The other problem is non-theological. Most Evangelical Christians are conservatives. Unlike secular leftist radicals, and the Democrat big money donors that enable them, we just want to be left alone to live our lives and raise our families, and be productive members of society. That’s why we’re called conservatives. We think there is value in traditions and the Christianity that gave birth to our civilization, and want to conserve them against those who fetishize progress. We are on the right side of the French Assembly squarely against the Revolution. Most normal people’s lives are not consumed by politics, yet therein lies the problem. The radical left, which is the entire Democrat industrial complex today, will never leave us alone until they’ve ushered in their woke Utopia. Basically what it’s come down to is us or them, as I said, it’s existential.

As I write this, we are witnessing an existential battle for the American way of life in the streets of Minneapolis.

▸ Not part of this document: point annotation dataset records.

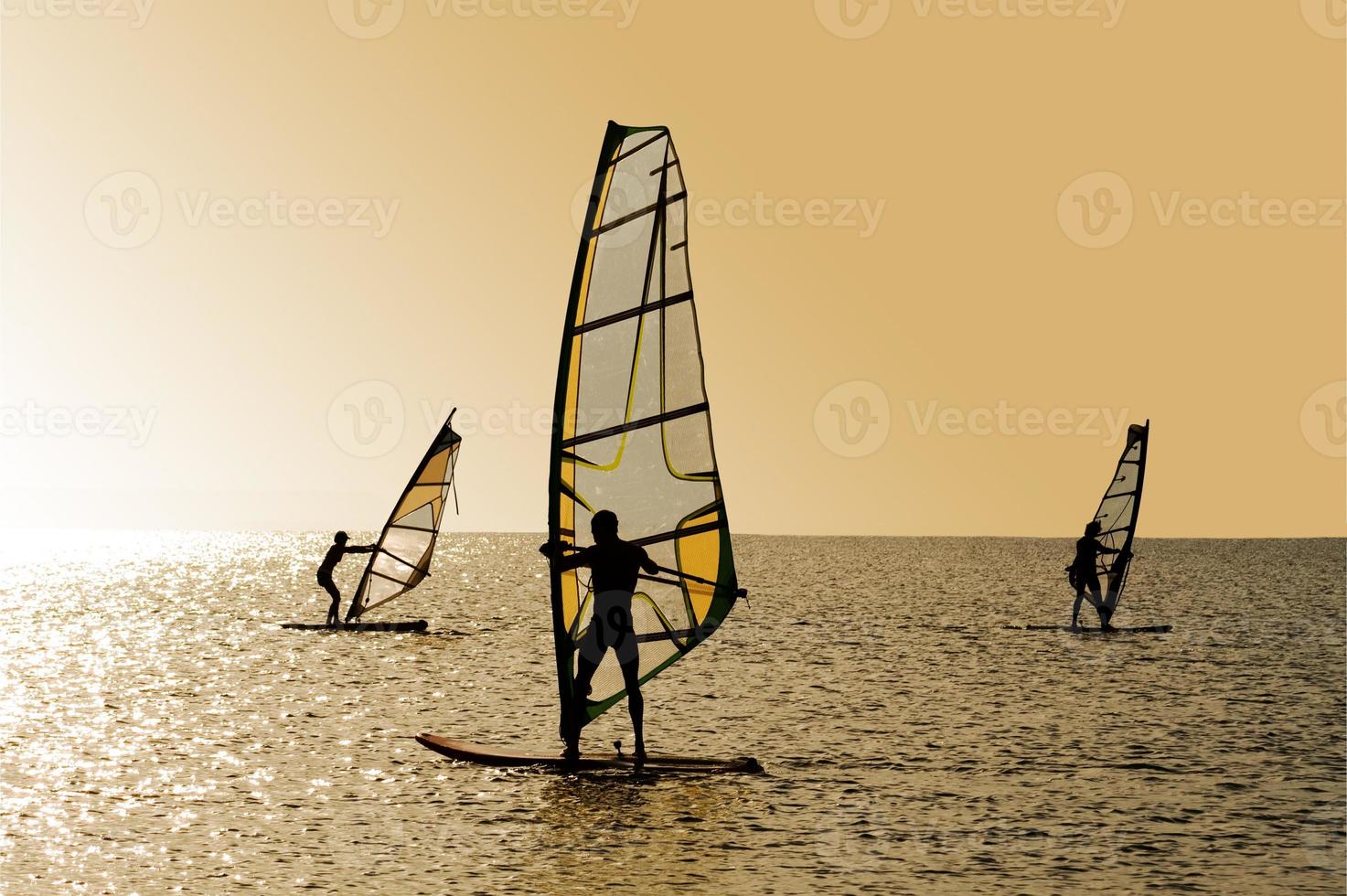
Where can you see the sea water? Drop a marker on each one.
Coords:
(159, 731)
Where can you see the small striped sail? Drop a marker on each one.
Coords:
(1117, 515)
(401, 555)
(634, 426)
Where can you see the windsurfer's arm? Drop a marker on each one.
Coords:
(555, 551)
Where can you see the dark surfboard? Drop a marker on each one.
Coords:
(1082, 629)
(419, 625)
(506, 757)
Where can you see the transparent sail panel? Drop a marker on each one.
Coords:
(403, 552)
(635, 432)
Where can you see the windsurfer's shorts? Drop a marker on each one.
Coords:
(611, 628)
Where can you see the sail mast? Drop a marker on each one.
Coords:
(1118, 511)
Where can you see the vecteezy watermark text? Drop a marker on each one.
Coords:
(34, 421)
(1004, 420)
(759, 210)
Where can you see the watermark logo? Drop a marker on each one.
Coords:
(1004, 420)
(124, 210)
(626, 193)
(135, 13)
(1323, 420)
(853, 19)
(367, 420)
(853, 420)
(1096, 210)
(1246, 210)
(629, 193)
(1327, 17)
(367, 19)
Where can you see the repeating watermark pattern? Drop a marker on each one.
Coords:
(1323, 420)
(859, 19)
(367, 420)
(125, 210)
(1004, 420)
(1327, 17)
(128, 423)
(853, 420)
(276, 210)
(760, 210)
(134, 13)
(1106, 13)
(1096, 210)
(373, 19)
(853, 19)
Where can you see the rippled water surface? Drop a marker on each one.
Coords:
(161, 731)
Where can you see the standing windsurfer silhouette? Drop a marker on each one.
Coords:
(325, 571)
(1082, 576)
(615, 565)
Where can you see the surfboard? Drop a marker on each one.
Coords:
(1082, 629)
(506, 757)
(419, 625)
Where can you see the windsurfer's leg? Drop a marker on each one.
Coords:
(585, 670)
(635, 704)
(332, 592)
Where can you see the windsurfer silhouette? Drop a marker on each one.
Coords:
(1082, 576)
(330, 560)
(615, 565)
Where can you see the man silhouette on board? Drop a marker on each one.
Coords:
(1082, 576)
(325, 571)
(615, 565)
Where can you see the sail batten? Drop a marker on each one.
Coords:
(412, 528)
(631, 389)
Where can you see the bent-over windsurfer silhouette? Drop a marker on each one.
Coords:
(1084, 576)
(615, 565)
(325, 571)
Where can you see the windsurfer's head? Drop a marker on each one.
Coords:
(604, 526)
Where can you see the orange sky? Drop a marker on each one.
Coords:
(943, 250)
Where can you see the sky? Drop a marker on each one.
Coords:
(945, 252)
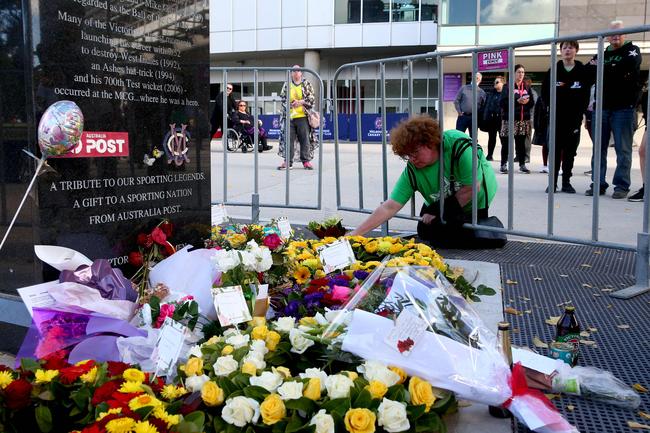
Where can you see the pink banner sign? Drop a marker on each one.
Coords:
(492, 60)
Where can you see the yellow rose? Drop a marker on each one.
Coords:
(133, 375)
(377, 389)
(421, 393)
(272, 340)
(194, 367)
(260, 332)
(312, 391)
(211, 394)
(284, 371)
(258, 321)
(272, 409)
(402, 374)
(249, 368)
(360, 421)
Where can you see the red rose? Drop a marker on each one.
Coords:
(135, 258)
(18, 394)
(116, 368)
(102, 393)
(158, 236)
(272, 241)
(167, 228)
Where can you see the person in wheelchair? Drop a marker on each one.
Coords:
(243, 123)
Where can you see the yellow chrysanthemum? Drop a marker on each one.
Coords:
(129, 387)
(120, 425)
(145, 427)
(46, 376)
(5, 379)
(302, 274)
(143, 400)
(133, 375)
(90, 376)
(171, 420)
(103, 415)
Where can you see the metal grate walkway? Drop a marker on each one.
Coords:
(539, 278)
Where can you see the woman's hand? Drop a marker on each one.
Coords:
(427, 218)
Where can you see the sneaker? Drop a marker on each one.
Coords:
(637, 196)
(590, 191)
(568, 189)
(283, 166)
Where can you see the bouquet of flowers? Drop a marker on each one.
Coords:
(153, 247)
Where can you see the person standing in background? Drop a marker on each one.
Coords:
(463, 104)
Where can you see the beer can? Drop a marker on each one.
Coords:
(563, 351)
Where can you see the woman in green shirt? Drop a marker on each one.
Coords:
(418, 140)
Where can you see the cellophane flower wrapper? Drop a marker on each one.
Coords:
(61, 327)
(109, 281)
(457, 352)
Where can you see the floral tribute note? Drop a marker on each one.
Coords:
(231, 305)
(407, 332)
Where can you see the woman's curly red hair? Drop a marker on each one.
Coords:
(414, 132)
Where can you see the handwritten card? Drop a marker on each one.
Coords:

Either the radical left and their minions of protestors are crushed, or America is over. It’s our will against theirs. Either truth, righteousness, and justice prevails, or it’s lies, evil, and tyranny. As a culture, a society, a nation, we have a clear choice, made all the clearer by the woke radicals: it’s either Christ or chaos. The church, as Jesus said, needs to “discern the signs of the times.’” It is either them or us. I will end this with the immortal words of Thomas Paine written in the darkest days of the Revolutionary War in late 1776. They apply to our present moment in history and we need to take them to heart. There is no place anymore for a personalized Pietistic faith. As with the Patriots of old, we must decide if America is worth fighting for:

THESE are the times that try men’s souls. The summer soldier and the sunshine patriot will, in this crisis, shrink from the service of their country; but he that stands it now, deserves the love and thanks of man and woman. Tyranny, like hell, is not easily conquered; yet we have this consolation with us, that the harder the conflict, the more glorious the triumph. What we obtain too cheap, we esteem too lightly: it is dearness only that gives everything its value. Heaven knows how to put a proper price upon its goods; and it would be strange indeed if so celestial an article as FREEDOM should not be highly rated.